My pants sit on a broken easy-chair opposite me in the living room. A stack of wasted money in the form of once-viewed DVDs mocks me while a Garfield doll smiles. Smug bastard. A photo of my brother and now-sister on their wedding day stands beside a pair of kissing parrot figurines which conspire with the happy couple to further my depression. Serving as a perch to these objects of discontent, a television and his henchmen work tirelessly to suck the life from my body. They are asleep now. Dust covers everything. A samurai's livelihood poses beneath the television's sagging teak throne; two Japanese swords lie sheathed on a stand - a katana and the sword used in the Hara Kiri ritual (the name of which an ignorant, americanised kid like myself wouldn't know) - their blades too dull to accomplish any but their manufacturers' goal: to cut money from the pants of affluent white men with Yellow Fever. Dozens of pieces of art around the room serve to validate the fetish - all but one being Asian. A razor's edge jumps to mind when I look at the smaller sword; longing and fantasy sometimes give me hope when I pull back the sheath. It's still dull. The swords are framed by heating vents which will blow the accumulated dust of half a dozen months into my air when the cold comes. Electrical cords run everywhere around the edges of the room - a fire hazard for the optomist and the pessimist in me. Nothing will change. One window stands bare of all four in the room. Through it pours once daily a beam of light that obstructs the television's numbing glow. I hate that time of day. Lacey curtains on the rest are stained yellow to match the walls and ceiling with years of smoking. Everything's yellow. A cluster of brown blemishes amidst the cobwebs on the stucco-like ceiling baffles me... how does someone spill coffee on a ceiling? A dusty lamp at my back illuminates a pile of small change I'm too lazy to put in the jar. The change has a coat of dust too. Above my father's chair hangs the lamp's distant ancestor; entombed in a decorative orange prison thirty years its elder, an aging light-bulb begs to be turned on and put that much closer to its demise. The couch upon which I sit is a new guest in my home. An uninvited, but welcome guest.

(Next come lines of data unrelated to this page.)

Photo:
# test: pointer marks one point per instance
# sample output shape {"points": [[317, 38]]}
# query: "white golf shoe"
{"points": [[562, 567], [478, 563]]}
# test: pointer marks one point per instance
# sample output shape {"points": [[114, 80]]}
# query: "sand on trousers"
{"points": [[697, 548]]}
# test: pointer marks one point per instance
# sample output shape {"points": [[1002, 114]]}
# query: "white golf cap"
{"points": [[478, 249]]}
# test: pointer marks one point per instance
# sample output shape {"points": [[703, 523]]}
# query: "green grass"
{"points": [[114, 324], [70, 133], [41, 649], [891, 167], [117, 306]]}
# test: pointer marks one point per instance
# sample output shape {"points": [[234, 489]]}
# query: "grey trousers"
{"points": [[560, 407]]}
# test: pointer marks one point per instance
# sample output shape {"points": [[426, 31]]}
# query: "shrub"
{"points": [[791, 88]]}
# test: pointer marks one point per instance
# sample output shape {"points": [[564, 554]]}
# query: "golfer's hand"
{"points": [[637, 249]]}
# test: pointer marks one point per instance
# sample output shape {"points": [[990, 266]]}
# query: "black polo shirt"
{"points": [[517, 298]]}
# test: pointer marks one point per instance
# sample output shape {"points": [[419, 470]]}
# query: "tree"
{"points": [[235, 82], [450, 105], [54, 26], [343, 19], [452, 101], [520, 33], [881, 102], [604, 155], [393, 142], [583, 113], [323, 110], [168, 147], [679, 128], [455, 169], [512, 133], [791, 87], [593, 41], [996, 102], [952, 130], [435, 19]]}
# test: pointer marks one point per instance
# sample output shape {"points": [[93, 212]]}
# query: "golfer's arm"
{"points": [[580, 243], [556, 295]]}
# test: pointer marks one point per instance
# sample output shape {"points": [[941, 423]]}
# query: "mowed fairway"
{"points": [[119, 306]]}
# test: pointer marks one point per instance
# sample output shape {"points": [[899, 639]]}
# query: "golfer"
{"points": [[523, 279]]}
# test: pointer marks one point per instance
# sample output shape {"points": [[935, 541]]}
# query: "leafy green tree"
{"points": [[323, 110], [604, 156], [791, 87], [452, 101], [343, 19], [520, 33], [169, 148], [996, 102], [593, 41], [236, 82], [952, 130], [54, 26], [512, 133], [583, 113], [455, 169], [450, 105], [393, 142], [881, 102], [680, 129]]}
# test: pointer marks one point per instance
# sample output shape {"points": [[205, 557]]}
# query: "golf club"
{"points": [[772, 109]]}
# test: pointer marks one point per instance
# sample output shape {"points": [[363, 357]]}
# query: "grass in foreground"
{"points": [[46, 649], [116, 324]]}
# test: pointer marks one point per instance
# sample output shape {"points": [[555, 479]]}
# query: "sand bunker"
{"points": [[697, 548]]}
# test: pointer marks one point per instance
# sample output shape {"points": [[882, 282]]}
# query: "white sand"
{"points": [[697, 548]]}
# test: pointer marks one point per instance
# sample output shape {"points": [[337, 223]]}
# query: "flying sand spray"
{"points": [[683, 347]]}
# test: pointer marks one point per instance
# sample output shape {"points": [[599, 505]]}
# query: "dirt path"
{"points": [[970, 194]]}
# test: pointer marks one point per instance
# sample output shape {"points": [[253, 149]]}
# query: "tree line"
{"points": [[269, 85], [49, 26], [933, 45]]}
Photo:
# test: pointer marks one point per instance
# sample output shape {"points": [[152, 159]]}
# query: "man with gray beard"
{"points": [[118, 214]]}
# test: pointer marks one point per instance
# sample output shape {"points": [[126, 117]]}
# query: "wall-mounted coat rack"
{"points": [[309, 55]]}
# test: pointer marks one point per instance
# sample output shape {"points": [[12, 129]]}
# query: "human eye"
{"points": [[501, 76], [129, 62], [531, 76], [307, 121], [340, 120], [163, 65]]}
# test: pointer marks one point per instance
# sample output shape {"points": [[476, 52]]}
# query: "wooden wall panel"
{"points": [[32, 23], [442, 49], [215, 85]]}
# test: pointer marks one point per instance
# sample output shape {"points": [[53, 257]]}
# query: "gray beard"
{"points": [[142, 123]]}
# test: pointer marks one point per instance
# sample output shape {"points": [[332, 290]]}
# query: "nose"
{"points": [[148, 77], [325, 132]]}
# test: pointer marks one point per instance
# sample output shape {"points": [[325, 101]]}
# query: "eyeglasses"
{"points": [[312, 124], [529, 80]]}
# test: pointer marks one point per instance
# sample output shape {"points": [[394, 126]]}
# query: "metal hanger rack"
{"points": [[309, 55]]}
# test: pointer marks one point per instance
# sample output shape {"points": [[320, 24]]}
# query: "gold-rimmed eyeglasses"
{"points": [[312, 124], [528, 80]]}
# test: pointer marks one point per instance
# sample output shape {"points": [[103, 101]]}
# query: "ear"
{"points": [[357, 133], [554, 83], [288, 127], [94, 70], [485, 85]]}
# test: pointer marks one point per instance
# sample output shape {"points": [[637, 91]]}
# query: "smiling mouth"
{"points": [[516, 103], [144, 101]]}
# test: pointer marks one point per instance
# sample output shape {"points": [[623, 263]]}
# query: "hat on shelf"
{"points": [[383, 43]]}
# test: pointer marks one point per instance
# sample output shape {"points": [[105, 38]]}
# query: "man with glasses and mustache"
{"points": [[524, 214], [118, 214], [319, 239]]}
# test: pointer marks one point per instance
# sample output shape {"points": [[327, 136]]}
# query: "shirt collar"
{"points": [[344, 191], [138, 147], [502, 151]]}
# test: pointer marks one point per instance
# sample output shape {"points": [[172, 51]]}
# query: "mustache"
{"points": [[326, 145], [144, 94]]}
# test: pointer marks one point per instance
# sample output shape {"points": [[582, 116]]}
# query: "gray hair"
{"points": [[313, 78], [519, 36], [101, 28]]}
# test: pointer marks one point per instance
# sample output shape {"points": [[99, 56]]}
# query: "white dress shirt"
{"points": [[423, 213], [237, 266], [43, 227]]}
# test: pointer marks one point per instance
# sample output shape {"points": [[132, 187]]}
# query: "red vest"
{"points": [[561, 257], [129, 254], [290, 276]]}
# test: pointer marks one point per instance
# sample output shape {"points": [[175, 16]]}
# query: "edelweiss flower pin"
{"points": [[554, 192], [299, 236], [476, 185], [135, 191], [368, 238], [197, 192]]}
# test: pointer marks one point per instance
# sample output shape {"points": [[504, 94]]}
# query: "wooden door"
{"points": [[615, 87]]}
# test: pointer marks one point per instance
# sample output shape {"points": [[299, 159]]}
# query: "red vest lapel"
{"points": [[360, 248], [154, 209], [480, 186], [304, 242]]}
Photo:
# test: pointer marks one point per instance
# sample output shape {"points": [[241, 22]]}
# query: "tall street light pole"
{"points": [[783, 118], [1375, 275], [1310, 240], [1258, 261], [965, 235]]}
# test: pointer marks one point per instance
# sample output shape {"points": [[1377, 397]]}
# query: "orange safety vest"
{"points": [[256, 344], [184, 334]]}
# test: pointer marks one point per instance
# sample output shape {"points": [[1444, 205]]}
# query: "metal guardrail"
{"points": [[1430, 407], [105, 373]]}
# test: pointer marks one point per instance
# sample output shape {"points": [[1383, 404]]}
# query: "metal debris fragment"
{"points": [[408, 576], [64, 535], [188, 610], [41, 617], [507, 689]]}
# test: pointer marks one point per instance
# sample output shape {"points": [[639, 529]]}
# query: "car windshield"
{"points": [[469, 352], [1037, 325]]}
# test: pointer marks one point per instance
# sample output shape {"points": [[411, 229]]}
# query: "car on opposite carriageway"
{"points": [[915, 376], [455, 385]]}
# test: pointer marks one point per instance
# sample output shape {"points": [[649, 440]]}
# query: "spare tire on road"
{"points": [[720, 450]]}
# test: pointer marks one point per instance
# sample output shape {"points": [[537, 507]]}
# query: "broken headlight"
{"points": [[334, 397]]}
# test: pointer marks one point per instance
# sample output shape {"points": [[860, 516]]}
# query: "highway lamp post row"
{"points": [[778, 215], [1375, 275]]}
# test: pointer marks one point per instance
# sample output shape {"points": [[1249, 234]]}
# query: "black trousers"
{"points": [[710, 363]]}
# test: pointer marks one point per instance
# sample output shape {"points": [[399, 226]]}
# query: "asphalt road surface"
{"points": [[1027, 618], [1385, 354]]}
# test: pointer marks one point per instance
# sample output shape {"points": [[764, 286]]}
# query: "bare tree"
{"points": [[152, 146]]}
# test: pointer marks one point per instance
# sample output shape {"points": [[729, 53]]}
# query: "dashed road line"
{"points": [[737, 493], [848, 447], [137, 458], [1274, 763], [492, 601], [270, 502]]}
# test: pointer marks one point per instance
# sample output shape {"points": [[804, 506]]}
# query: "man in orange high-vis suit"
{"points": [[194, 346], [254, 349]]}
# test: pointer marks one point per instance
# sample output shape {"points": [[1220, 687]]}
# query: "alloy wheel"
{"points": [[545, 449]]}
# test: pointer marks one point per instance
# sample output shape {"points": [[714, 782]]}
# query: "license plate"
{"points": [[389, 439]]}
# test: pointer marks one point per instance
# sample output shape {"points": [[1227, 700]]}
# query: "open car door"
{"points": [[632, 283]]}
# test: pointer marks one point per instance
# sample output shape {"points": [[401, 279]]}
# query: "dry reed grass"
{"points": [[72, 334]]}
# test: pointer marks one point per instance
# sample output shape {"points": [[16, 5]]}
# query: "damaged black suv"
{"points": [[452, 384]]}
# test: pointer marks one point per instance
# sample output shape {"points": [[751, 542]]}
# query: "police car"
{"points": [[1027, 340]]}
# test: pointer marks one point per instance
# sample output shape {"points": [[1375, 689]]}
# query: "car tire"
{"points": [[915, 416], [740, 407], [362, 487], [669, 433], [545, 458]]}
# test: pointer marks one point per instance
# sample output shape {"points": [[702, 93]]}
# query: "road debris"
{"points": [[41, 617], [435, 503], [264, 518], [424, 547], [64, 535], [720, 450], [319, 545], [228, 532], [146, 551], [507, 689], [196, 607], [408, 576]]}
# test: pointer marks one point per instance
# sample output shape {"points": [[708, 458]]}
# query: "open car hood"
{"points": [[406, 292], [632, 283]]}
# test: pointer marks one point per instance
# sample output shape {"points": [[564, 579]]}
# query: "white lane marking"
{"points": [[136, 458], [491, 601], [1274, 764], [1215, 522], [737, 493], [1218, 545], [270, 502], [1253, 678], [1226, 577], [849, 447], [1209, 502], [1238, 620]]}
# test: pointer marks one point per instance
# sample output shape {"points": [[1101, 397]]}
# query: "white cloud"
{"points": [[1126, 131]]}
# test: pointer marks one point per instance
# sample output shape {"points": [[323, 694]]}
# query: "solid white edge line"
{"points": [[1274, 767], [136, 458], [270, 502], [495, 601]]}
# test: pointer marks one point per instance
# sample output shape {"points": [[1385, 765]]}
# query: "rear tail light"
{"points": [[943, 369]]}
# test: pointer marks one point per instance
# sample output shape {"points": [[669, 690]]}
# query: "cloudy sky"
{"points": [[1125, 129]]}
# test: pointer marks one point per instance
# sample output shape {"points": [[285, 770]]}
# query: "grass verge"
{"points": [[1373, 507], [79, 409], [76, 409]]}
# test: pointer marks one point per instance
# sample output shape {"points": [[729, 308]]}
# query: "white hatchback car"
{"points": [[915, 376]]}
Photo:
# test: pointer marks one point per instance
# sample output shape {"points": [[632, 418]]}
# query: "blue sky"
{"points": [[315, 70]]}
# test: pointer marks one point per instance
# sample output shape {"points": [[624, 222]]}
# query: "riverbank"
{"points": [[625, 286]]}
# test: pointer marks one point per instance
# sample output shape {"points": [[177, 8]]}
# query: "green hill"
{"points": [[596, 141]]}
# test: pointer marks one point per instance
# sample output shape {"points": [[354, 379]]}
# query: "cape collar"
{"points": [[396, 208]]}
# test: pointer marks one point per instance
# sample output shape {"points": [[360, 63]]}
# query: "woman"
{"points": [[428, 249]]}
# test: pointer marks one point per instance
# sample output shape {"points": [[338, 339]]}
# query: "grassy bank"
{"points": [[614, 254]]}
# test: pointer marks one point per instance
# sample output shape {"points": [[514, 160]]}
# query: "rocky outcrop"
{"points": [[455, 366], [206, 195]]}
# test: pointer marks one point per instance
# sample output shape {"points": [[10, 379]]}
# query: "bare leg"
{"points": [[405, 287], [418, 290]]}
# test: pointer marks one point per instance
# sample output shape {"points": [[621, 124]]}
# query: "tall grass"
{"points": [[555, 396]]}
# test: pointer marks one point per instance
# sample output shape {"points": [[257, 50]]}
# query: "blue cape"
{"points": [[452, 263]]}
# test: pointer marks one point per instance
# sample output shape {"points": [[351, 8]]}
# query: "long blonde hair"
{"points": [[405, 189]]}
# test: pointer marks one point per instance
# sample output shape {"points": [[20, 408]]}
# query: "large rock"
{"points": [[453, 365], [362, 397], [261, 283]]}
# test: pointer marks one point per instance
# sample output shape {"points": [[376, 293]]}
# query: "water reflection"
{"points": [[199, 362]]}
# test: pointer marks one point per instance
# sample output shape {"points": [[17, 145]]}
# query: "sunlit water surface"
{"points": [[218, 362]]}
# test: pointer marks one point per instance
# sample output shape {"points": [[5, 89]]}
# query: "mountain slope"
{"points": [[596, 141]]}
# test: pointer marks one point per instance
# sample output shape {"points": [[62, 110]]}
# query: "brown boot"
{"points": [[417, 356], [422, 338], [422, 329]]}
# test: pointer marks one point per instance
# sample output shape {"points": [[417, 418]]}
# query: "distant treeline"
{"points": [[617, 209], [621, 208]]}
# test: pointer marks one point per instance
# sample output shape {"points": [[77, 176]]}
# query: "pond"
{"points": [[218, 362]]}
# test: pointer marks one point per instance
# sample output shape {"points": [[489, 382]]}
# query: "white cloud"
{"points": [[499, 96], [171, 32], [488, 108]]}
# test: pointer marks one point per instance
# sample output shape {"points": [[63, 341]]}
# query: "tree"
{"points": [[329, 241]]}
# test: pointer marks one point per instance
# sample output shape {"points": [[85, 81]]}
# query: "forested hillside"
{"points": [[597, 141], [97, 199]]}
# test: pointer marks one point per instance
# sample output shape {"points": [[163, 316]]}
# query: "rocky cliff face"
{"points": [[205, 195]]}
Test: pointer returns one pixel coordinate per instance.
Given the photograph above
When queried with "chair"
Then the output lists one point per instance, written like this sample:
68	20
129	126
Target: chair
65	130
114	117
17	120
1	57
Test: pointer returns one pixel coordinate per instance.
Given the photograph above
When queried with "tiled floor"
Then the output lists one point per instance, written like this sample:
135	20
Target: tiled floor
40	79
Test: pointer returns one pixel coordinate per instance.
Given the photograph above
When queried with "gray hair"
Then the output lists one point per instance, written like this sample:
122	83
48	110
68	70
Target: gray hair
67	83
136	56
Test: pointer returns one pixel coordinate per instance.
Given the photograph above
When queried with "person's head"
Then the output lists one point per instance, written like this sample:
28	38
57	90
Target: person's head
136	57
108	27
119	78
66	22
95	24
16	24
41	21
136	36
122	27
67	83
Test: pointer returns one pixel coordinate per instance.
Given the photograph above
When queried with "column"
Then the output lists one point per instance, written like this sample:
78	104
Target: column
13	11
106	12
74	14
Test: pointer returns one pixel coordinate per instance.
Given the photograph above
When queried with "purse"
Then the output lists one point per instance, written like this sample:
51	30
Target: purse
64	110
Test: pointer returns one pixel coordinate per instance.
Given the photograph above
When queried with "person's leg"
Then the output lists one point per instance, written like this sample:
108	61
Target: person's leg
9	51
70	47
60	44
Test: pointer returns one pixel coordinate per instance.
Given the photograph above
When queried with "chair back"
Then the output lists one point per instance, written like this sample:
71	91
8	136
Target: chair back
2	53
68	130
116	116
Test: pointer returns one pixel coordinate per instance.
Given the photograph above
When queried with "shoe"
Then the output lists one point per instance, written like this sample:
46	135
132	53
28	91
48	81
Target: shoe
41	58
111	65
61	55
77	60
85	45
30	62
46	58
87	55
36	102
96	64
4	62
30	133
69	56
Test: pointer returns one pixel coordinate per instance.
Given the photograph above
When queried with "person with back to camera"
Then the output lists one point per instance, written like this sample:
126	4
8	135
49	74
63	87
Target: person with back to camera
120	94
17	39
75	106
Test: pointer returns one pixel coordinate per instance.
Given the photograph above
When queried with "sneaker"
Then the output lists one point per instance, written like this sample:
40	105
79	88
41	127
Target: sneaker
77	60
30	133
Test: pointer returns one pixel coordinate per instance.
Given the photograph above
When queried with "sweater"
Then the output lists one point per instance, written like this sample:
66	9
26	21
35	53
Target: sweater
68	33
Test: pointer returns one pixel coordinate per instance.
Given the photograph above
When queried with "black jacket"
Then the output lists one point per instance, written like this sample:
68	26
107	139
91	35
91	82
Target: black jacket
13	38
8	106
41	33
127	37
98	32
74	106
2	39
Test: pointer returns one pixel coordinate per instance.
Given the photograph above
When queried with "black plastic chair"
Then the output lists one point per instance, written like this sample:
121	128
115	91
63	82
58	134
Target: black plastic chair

Young, virgin - unfamiliar with someone of my experience. I'll break her in. A scent of vanilla is in the air. Odd. Pleasant, to a point - mainly because I know its source is my pipe. I'm comforted by this.

Fireworks in the distance only intensify my feelings of solitude - common folk are off gazing at that which they've all seen before. The smart ones will make some real fun out of it. Such is life, I suppose: fucking or thinking about it. Writing about it makes me seem more pathetic. Depression sets in, bringing with it a need to numb my senses with intoxication. Am I a junkie? I feel like one. I feel like I'm trying to kill myself in the most cowardly way possible, and just beginning on the slow road to success. One thing I'm sure of is that when I die, the dust will cover me before anyone notices. Dust covers everything.


This is my living room, the name of which is contradictory with what goes on here.